天地と夜の子ら
ラケシス
Lachesis
長さを測る者
モイライの一柱。 所属は親子関係とは別のもの。
紡がれた糸の長さを割り当てる。名は「割り当て・くじ」から来る。人が生きる分量を決めるのはこの女神。
親
親について、資料が食い違っている
ラケシスの親を、古代の資料は一つに決めていない。 どれかを選ばないと図に線が引けないので選んでいるが、選ばなかったほうも消さずに出す。

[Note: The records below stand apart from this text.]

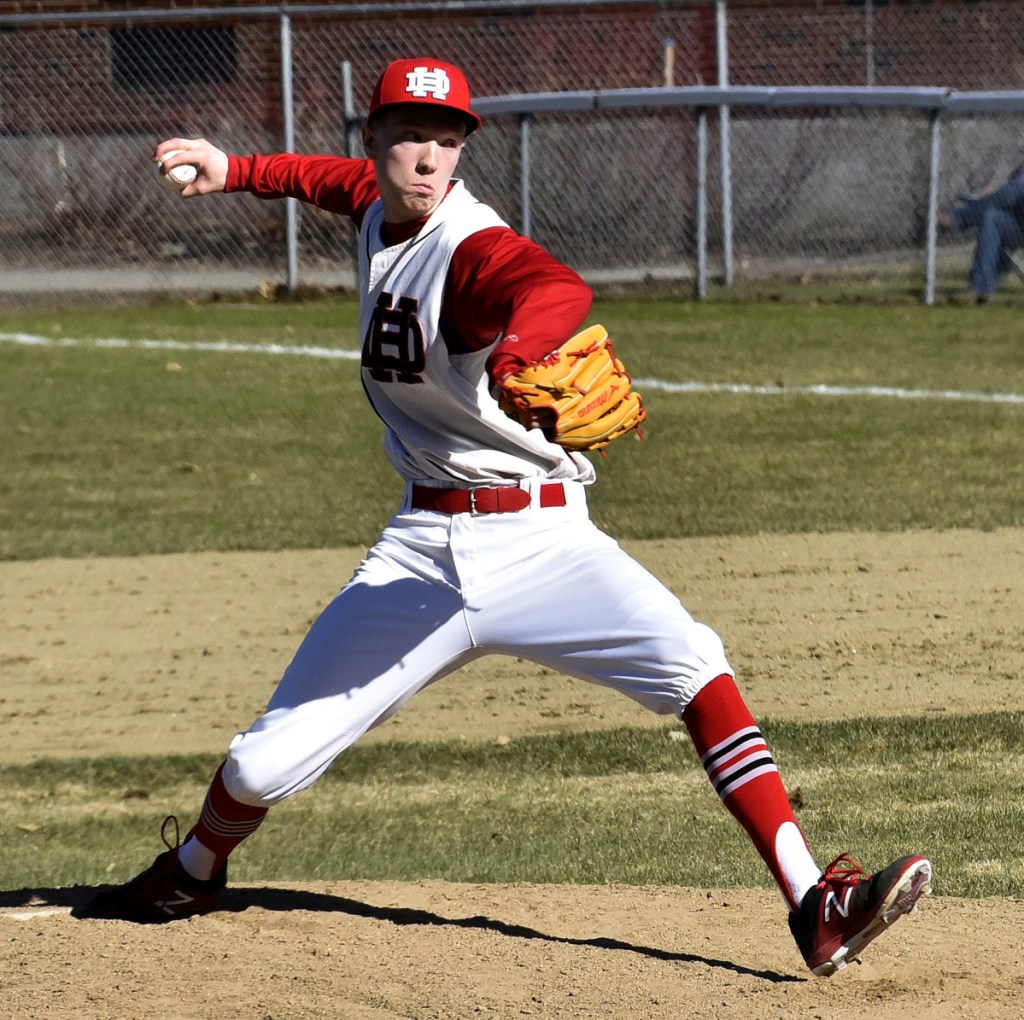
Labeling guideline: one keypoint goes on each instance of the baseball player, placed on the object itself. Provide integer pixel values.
(492, 550)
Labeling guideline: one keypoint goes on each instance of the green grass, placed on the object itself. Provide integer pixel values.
(630, 806)
(125, 452)
(131, 451)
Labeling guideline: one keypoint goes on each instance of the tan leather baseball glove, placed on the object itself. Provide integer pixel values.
(580, 394)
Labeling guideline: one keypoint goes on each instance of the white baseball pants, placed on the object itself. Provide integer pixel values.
(438, 591)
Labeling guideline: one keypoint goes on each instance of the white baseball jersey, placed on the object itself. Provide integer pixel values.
(441, 421)
(439, 590)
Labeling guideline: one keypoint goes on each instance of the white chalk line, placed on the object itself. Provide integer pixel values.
(895, 392)
(32, 915)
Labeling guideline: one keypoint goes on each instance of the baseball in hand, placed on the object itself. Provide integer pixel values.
(177, 178)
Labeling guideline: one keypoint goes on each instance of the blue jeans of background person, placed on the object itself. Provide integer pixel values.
(998, 235)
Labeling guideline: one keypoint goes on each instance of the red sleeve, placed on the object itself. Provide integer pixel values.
(501, 283)
(332, 182)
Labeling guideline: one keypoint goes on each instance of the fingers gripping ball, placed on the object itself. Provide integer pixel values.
(581, 394)
(178, 178)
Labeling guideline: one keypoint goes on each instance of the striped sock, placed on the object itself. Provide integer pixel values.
(744, 775)
(222, 824)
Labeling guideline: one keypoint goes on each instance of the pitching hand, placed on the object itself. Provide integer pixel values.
(209, 161)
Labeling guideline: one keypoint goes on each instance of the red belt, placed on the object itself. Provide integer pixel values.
(500, 499)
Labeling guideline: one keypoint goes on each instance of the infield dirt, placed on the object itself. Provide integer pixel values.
(174, 653)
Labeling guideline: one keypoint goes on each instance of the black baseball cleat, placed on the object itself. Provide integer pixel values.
(165, 891)
(848, 909)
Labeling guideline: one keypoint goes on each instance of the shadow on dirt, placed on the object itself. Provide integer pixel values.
(239, 898)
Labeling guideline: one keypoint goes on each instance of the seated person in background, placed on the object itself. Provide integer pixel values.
(998, 215)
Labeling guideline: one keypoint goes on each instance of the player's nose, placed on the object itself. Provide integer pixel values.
(428, 162)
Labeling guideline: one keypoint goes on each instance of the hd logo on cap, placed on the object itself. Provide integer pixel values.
(423, 82)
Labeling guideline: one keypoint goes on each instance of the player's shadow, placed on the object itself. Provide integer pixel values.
(238, 898)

『神統記』は同じ作品の中で二度モイライの親を述べ、二度とも違うことを言う。211–225 ではニュクスが独りで産んだとし、901–906 ではゼウスとテミスの娘とする。アポロドーロスは後者を採る。ここで図に描くのはニュクス説のほうで、理由は二つ。『神統記』の中で先に現れる系譜であること、そして運命が神々より古いという、ゼウスでさえ定めを覆せないという性格に合うこと。どちらが「正しい」かを決めたのではない。図は一本しか線を引けないので、選んだということ。
名前が出てくる箇所
収録している古代文献のうち、ラケシスの名が現れる箇所を数えたもの。 もっと読みたいときの行き先として使ってほしい。
- ヘシオドス『神統記』 2回 / 2箇所
211–2251901–9061
これは典拠ではない。親子関係の典拠は本文を読んで一件ずつ決めているが、 ここは名前を機械で数えている。同名の別人が混じりうるので、 父称が食い違うものは調べて外してあるが、本文に父称が無ければ見分けられない。 訳者によって綴りが変わる(ホメロスの Butler 訳ではオデュッセウスは Ulysses、ゼウスは Jove)ので、訳ごとの対応表で拾っている。